- Developer: Atari, Inc.
- Publishers: Atari, Inc.
- Programmer: Carla Meninsky
- Platform: Atari 2600
- Release: September 1980
- Genres: Maze
- Modes: Single-player, multiplayer

= Dodge 'Em =

1980 video game

Dodge 'Em is a driving-themed maze game programmed by Carla Meninsky and published in 1980 by Atari, Inc. for the Atari 2600 (originally known as the Atari Video Computer System). Similar to Sega's 1979 Head On arcade game, Dodge 'Em is played on a single screen of four concentric roadways. Sears released the game for the "Sears Video Arcade" as Dodger Cars.

The Dodge 'Em cartridge includes three versions of the game, accessible through the Game Select switch on the Atari 2600. The first game is for one player, and the remaining two are for two players. The second game has the two players, one player playing the role of the player's car, alternating turns. In the third game, one player plays one car the other player controls the other car at the same time, alternating turns.

==Gameplay==

Gameplay screenshot

The player controls one car and has to drive counter-clockwise, avoiding computer-controlled cars whose sole aim is to produce a head-on collision. The goal of the player is to collect all the dots from the maze. Each roadway of the maze has four gaps in it, at the top, bottom, left, and right of the screen. The player can use the gaps to change lanes in order to pick up dots or to avoid the computer-controlled cars.

The player's car can travel at two speeds, a normal speed which is the same speed as computer-controlled cars, or a fast (doubled) speed activated by pressing the controller button. The computer-controlled cars have only one speed. Players change lanes by pushing the controller in the appropriate direction when their car is near one of the gaps in the roadway.
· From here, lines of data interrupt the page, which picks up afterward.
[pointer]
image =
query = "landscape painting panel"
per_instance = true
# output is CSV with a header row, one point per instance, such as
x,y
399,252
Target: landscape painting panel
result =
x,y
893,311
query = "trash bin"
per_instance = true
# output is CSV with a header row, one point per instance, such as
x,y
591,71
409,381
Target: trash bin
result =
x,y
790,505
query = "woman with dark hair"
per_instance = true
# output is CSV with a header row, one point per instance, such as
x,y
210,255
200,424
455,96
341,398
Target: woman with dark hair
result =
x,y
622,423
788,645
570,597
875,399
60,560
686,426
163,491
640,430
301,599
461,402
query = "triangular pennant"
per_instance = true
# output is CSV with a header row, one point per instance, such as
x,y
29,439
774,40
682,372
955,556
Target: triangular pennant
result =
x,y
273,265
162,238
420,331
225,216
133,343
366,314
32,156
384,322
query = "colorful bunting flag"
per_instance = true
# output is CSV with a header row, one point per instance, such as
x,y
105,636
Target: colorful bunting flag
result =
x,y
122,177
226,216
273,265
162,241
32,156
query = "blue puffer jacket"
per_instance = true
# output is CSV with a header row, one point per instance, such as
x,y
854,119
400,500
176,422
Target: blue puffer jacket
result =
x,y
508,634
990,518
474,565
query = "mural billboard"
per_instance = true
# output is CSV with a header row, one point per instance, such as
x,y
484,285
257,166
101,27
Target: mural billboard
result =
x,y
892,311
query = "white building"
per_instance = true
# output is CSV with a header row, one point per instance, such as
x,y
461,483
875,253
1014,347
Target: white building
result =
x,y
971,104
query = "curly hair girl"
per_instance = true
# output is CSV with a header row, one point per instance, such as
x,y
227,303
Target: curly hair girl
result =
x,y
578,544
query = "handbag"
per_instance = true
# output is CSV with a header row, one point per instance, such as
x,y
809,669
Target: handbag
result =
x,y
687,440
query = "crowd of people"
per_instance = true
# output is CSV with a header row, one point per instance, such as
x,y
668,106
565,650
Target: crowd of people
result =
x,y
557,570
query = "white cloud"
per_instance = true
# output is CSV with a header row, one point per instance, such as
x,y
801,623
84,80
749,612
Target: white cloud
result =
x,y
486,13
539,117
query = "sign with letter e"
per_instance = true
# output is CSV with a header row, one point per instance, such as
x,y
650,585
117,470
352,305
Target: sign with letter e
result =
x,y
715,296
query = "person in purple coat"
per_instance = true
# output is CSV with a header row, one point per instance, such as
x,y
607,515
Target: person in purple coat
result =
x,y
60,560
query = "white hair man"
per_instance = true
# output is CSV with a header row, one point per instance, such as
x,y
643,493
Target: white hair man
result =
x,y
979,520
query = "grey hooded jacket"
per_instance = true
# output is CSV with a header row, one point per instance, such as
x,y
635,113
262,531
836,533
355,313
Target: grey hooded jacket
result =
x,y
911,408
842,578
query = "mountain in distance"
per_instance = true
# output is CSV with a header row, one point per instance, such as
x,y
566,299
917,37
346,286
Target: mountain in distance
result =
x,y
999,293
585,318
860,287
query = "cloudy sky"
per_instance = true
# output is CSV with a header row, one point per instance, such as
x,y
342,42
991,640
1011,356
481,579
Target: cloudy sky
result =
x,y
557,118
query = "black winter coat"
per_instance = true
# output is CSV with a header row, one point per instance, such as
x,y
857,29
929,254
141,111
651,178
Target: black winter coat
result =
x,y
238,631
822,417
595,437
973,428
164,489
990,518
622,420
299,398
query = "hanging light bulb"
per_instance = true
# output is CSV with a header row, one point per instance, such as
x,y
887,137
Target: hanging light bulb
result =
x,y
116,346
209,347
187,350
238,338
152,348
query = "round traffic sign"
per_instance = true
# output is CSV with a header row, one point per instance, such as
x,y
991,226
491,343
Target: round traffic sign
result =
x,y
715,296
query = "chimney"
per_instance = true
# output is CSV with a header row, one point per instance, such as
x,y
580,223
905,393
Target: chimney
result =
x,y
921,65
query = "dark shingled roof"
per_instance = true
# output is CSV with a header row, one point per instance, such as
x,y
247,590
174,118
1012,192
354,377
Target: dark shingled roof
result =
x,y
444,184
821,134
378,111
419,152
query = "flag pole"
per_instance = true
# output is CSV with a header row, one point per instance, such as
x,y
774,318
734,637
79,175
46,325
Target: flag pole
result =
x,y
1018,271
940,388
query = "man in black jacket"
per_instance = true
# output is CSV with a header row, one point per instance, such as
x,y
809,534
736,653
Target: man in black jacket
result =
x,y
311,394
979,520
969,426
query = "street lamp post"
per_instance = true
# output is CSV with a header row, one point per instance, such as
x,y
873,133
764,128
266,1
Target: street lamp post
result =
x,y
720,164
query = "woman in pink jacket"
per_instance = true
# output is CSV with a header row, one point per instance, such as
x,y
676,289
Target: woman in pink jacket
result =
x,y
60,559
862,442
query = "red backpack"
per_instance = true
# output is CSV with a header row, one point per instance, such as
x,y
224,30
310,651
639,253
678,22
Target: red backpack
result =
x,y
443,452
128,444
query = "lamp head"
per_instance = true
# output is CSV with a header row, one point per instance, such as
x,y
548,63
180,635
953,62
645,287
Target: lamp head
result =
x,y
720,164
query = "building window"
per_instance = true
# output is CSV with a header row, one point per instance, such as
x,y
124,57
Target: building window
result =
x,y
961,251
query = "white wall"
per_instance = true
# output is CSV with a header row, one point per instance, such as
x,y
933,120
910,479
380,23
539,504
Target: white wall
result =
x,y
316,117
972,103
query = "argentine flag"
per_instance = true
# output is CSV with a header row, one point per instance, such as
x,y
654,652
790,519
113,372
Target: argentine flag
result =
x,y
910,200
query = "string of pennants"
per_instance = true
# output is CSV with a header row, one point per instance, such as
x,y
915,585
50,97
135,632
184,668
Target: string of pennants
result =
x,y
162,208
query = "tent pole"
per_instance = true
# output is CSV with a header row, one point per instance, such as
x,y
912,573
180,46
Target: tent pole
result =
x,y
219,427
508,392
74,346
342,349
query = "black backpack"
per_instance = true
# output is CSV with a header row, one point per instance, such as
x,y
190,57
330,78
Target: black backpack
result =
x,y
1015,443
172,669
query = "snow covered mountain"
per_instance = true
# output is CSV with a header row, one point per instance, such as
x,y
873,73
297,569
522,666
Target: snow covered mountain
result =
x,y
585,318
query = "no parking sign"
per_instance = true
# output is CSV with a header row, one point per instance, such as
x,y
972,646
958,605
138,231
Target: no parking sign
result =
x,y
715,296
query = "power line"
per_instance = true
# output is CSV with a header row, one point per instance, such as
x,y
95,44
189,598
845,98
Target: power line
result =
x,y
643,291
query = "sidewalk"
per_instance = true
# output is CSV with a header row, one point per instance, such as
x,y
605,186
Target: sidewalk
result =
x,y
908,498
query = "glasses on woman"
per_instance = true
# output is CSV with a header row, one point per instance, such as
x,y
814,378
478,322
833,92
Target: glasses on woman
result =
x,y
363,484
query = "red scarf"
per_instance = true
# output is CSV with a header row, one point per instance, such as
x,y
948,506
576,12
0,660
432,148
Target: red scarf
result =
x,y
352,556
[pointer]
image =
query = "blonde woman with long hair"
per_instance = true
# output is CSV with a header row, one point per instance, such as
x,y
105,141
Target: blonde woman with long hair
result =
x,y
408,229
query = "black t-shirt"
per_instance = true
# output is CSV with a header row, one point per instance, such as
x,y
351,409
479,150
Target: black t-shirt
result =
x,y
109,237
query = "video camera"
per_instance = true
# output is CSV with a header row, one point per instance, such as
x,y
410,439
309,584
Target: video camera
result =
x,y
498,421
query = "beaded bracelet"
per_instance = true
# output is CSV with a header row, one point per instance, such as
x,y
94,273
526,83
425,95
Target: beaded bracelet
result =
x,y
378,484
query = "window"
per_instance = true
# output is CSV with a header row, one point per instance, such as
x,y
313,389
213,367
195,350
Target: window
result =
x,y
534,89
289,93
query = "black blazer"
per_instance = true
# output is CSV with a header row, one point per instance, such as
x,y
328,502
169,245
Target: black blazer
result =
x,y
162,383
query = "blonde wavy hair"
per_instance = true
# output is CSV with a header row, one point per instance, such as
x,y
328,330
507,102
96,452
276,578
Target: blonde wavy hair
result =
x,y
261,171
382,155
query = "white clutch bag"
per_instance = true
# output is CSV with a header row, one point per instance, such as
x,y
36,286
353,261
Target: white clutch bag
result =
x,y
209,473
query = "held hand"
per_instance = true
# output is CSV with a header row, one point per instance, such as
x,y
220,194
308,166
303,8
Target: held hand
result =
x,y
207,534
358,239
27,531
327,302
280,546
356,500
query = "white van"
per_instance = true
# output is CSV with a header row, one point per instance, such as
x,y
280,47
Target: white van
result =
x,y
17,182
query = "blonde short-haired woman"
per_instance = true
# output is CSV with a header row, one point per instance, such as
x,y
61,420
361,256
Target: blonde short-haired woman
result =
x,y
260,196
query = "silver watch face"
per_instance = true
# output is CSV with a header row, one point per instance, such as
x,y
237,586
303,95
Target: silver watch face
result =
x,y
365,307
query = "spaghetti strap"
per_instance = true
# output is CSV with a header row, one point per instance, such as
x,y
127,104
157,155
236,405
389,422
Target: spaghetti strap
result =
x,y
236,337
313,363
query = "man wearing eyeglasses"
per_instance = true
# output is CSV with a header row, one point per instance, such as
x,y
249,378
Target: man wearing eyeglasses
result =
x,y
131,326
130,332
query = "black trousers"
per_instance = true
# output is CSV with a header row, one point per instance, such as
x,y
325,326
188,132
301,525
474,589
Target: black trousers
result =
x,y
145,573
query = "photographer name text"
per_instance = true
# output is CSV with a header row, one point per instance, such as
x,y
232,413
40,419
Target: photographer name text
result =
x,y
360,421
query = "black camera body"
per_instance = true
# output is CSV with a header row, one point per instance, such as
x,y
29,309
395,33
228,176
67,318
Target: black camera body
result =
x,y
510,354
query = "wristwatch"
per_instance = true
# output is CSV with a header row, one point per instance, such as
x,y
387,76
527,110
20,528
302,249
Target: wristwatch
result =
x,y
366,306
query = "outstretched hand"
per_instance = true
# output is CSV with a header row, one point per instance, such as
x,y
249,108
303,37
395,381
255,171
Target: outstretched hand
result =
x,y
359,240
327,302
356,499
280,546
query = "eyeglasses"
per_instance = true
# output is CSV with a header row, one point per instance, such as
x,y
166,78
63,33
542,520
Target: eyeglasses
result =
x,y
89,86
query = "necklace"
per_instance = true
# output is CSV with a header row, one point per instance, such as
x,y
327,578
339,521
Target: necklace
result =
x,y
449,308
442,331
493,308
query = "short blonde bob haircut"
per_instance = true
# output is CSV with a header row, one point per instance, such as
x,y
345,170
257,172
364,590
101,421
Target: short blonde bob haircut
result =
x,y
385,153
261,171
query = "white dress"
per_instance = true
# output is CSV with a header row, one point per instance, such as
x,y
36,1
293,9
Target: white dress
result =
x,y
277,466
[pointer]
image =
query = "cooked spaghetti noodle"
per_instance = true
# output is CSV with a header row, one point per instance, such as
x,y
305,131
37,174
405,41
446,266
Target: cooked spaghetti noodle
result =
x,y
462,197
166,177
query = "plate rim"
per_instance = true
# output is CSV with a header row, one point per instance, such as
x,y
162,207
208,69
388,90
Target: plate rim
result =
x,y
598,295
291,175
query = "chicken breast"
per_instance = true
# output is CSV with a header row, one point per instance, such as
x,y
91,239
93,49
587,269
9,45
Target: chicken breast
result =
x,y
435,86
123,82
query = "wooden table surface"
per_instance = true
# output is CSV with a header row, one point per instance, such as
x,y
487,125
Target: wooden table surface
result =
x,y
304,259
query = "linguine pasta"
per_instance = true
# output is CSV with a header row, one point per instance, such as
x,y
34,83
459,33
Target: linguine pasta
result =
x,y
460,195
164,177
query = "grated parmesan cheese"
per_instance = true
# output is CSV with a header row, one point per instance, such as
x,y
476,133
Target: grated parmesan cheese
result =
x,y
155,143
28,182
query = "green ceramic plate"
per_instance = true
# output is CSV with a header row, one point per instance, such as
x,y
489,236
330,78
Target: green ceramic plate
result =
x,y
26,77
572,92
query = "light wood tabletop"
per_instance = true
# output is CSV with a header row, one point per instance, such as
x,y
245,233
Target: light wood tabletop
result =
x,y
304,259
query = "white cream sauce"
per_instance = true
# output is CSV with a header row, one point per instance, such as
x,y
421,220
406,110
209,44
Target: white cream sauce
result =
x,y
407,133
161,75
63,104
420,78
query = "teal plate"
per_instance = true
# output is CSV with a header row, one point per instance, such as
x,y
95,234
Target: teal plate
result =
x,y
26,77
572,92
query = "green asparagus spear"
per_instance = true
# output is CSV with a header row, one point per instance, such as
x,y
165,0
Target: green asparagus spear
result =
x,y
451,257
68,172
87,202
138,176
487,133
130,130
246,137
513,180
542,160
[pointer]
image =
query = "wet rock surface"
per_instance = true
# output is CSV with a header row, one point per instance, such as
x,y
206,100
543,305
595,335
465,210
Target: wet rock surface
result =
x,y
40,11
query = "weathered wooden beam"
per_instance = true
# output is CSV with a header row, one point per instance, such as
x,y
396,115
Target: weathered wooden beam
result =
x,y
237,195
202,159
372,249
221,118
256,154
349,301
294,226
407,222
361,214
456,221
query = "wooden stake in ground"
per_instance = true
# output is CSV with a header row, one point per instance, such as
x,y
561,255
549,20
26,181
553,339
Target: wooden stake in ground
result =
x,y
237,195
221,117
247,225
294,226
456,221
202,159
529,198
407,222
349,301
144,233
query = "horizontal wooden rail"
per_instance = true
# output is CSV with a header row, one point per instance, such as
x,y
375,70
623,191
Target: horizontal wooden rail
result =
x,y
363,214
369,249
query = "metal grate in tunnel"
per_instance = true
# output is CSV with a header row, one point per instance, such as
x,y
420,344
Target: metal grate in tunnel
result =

The difficulty switches adjust the speed and the starting position of the computer-controlled car. Screens 1 and 2 have a single opposing car; 3 through 5 feature two. Screen 6 is as if going back screen 1, losing one life. The point counter resets at 1,000, although it reads as "00" (with the hundreds digit blank) due to an error. A kill screen occurs at "80" (1080 points) even if a player plays perfectly.

==Reception==
Dodge 'Em was reviewed by Video magazine in its "Arcade Alley" column where it was described as "one of those rare videogames that is exciting in either one- or two-player versions". Although the reviewers suggested that "the early stages of each Dodge 'Em game can become predictable" for some players, the game was recommended to arcade game fans who were familiar with frequently replaying early levels in order to master them. It would go on to be given Honorable Mention in the category of "Best Solitaire Game" at the 3rd annual Arkie Awards.